Hydroxocobalamin injection is a clear red liquid solution.
 
B12 can be supplemented by pill or injection and appears to be equally effective in those with low levels due to deficient absorption of B12.

When large doses are given by mouth its absorption does not rely on the presence of intrinsic factor or an intact ileum. Generally 1 to 2 mg daily is required as a large dose. Even pernicious anemia can be treated entirely by the oral route. These supplements carry such large doses of the vitamin that 1% to 5% of high oral doses of free crystalline B12 is absorbed along the entire intestine by passive diffusion.

Epidemiology

Vitamin B12 deficiency is quite common and widespread. In the US and UK, as around 6 percent of people have the deficiency, and this rises to around 20 percent in those over the age of sixty. In less developed countries the rates are higher. For example across Latin America 40 percent, in some parts of Africa 70 percent, and in some parts of India 70 and 80 percent.

History

Adapted from:
  • 1849 - Thomas Addison first described a case of pernicious anemia.
  • 1877 - William Osler and William Gardner first described a case of neuropathy in this condition.
  • 1878 - Hayem first described large red cells in the peripheral blood in this condition, which he called "giant blood corpuscles", now called macrocytes.

Other animals

Ruminants, such as cows and sheep, absorb B12 synthesized by their gut bacteria. Sufficient amounts of cobalt need to be consumed for this B12 synthesis to occur.

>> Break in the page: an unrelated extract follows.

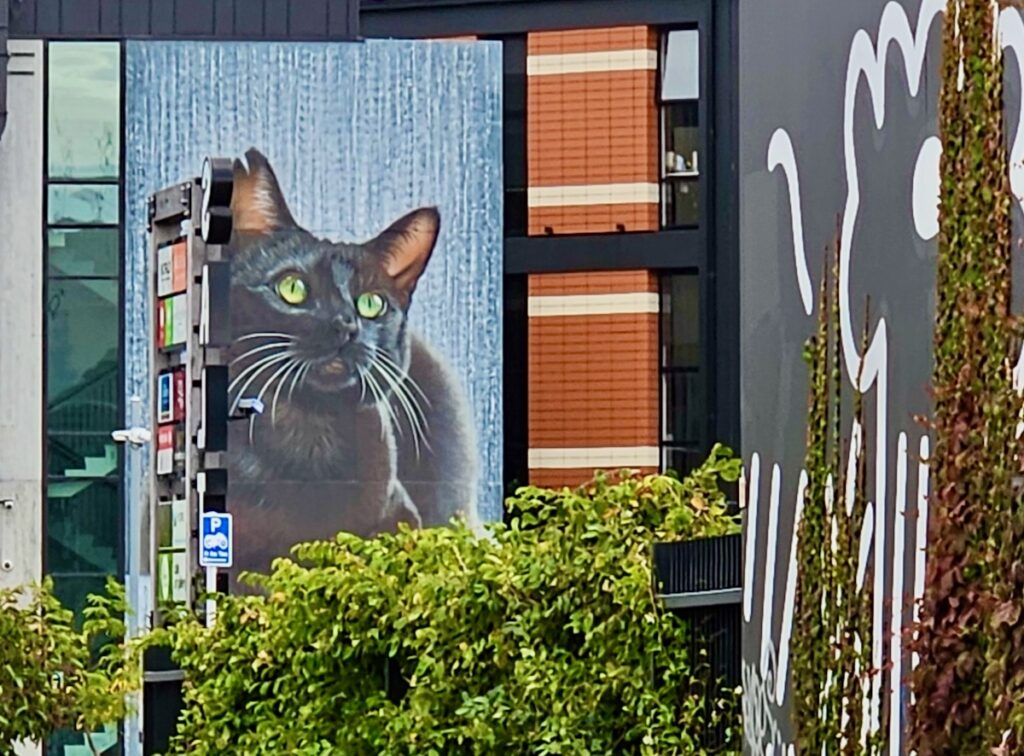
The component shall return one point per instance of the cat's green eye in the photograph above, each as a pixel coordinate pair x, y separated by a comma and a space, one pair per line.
293, 289
371, 305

In the early 20th century during the development for farming of the North Island Volcanic Plateau of New Zealand, cattle suffered from what was termed "bush sickness". It was discovered that the volcanic soils lacked the cobalt salts essential for synthesis of the vitamin by their gut bacteria.

The "coast disease" of sheep in the coastal sand dunes of South Australia in the 1930s was found to originate in nutritional deficiencies of the trace elements, cobalt and copper. The cobalt deficiency was overcome by the development of "cobalt bullets", dense pellets of cobalt oxide mixed with clay given orally for lodging in the animal's rumen.